- Czech Film Poster
- Directed by: Tomáš Mašín
- Written by: Lubomír Drozd Tomáš Mašín Egon Bondy
- Produced by: Monika Kristlová Jasmin Torbati
- Starring: Kryštof Hádek Karolina Gruszka Jan Kraus Martin Huba Ľuboš Kostelný Táňa Pauhofová Miroslav Krobot Matěj Ruppert
- Cinematography: Karl Oskarsson
- Edited by: Petr Turyna
- Music by: Filip Jelínek
- Release date: 25 November 2009;
- Running time: 110 minutes
- Country: Czech Republic
- Language: Czech

= 3 Seasons in Hell =

3 Seasons in Hell (3 sezóny v pekle) is a 2009 Czech film directed by Tomáš Mašín.
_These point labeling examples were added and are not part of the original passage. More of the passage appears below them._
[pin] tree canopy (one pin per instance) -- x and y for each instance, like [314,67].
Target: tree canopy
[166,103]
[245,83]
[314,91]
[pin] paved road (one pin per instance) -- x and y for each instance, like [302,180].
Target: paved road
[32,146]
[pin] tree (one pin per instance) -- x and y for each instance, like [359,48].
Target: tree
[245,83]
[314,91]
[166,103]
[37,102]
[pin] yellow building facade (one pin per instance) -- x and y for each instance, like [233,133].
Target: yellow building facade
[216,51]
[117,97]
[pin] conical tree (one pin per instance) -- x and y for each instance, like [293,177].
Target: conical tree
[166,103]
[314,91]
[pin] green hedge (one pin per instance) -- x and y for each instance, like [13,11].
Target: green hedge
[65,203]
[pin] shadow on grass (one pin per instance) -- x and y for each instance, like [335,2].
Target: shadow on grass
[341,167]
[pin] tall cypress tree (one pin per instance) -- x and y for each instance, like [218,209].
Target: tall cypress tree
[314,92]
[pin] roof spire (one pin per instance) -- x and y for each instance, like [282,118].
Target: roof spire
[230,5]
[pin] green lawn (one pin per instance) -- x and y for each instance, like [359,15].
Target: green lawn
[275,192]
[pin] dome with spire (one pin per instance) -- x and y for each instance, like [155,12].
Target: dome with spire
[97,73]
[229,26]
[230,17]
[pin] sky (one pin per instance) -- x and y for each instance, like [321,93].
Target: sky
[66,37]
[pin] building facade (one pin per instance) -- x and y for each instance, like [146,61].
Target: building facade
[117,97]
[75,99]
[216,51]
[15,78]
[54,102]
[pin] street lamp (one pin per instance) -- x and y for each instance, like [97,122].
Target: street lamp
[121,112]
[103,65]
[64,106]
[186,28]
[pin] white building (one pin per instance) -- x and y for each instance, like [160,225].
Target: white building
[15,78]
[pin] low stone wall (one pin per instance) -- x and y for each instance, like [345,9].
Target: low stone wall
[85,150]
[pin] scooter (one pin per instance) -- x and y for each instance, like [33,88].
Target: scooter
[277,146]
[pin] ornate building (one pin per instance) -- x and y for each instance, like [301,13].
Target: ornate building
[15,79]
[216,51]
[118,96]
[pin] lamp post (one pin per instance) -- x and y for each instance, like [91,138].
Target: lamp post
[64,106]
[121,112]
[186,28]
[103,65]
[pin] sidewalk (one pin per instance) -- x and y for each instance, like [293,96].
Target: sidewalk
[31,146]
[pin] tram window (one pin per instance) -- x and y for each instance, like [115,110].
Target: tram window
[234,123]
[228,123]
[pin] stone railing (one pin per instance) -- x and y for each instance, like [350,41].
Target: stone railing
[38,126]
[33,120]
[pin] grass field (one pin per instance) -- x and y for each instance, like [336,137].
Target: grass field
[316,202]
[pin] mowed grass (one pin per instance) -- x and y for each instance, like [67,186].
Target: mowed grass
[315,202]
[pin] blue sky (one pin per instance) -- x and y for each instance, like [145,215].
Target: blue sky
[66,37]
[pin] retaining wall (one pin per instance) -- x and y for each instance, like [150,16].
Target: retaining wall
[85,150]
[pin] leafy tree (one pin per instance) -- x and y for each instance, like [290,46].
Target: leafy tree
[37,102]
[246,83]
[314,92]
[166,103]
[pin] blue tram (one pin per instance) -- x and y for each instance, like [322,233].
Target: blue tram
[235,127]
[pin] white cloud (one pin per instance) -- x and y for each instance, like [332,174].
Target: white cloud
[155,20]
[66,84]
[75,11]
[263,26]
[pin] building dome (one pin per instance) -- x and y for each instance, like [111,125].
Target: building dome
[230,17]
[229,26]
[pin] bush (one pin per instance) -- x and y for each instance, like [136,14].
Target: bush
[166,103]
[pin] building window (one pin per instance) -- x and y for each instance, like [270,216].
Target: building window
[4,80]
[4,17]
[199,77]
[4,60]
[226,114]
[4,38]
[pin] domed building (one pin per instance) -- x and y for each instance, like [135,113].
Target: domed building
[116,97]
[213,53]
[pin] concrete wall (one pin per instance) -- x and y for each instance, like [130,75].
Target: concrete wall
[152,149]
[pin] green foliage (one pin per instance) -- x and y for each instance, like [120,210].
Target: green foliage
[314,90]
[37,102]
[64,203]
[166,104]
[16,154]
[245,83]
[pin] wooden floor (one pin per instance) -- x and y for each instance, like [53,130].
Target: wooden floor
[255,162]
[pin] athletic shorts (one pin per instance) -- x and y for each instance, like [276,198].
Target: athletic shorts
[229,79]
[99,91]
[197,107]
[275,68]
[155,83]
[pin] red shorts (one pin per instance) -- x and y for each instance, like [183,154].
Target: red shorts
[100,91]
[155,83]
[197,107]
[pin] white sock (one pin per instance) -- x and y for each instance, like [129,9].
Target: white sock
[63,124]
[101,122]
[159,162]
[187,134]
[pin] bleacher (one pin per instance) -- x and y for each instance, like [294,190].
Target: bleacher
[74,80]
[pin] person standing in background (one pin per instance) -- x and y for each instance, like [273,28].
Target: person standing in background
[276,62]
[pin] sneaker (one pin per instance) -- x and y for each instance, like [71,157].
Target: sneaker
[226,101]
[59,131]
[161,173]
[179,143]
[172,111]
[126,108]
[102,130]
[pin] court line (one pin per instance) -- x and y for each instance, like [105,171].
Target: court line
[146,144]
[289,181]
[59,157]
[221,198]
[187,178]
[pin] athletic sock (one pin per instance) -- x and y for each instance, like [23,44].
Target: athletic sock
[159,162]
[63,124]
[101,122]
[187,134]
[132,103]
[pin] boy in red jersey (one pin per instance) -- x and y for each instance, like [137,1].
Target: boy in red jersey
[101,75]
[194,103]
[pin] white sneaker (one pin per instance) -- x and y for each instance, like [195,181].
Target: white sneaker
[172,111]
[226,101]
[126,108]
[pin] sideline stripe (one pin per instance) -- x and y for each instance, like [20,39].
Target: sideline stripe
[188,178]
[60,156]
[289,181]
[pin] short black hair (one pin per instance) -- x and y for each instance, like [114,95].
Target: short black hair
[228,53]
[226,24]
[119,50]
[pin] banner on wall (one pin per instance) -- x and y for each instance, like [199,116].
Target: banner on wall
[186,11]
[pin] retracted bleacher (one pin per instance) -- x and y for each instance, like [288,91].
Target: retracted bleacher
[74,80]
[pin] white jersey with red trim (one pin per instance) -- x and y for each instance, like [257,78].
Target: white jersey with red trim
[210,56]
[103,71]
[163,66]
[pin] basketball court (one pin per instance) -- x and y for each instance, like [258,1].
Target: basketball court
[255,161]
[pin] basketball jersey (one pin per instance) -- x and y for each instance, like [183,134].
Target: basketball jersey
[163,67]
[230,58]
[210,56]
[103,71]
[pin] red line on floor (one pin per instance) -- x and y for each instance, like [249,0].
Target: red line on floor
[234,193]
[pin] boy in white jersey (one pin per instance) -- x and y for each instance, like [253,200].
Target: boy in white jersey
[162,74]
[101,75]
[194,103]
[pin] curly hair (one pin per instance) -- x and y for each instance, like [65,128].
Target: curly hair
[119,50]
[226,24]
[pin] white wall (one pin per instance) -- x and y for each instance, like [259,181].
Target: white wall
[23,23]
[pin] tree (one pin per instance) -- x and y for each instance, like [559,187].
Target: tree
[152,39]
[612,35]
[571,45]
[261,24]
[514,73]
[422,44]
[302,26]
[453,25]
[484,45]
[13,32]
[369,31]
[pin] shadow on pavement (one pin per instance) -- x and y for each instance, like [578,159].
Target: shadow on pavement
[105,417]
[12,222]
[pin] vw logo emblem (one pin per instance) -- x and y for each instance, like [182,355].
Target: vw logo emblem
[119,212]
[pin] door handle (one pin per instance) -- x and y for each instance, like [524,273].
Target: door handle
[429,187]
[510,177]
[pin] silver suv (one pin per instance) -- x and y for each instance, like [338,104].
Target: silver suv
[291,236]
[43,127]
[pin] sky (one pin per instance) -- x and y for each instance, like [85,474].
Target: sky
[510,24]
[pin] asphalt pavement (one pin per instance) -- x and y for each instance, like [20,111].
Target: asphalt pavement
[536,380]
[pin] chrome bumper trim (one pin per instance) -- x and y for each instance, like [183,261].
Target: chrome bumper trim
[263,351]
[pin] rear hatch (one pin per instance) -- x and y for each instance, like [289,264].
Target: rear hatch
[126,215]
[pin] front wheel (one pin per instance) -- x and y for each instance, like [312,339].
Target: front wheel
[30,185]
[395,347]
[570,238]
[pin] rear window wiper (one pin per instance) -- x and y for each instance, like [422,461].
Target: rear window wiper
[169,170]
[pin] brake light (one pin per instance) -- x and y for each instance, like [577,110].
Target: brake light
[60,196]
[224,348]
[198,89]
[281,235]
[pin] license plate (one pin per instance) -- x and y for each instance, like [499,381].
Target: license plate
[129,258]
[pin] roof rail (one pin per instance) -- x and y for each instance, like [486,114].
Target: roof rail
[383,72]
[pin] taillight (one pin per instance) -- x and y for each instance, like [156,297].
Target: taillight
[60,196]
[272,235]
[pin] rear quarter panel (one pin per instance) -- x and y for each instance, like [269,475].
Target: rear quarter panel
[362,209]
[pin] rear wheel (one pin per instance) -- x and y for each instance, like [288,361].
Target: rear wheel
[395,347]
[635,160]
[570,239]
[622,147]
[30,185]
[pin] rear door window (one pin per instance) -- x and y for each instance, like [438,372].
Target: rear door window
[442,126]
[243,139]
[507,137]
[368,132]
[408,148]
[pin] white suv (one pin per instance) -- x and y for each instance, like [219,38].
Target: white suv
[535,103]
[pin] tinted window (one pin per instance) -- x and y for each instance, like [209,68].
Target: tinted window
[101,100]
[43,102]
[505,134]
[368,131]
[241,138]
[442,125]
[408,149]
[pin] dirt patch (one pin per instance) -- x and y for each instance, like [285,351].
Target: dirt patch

Set during the Soviet Union's takeover of Czechoslovakia in 1948, it is based on memoirs by Egon Bondy.

==Cast==

- Krystof Hadek as Ivan Heinz
- Karolina Gruszka as Jana
- Martin Huba as Ivan's Father
- Jan Kraus as Viktor Lukas
- Tomasz Tyndyk as Hanes
- Lubo Kostelny as Karel
- Tatiana Pauhofova as Hana

==Response==
Ray Bennett praised the performances of Krystof Hadek and Karolina Gruszka, saying that although initially shallow and inconsequential the viewer came to feel deeply involved in them. Variety praised the cinematography and production design while finding the lead character annoying and unsympathetic. What Culture found it balanced and interesting despite flaws, giving it 3/5.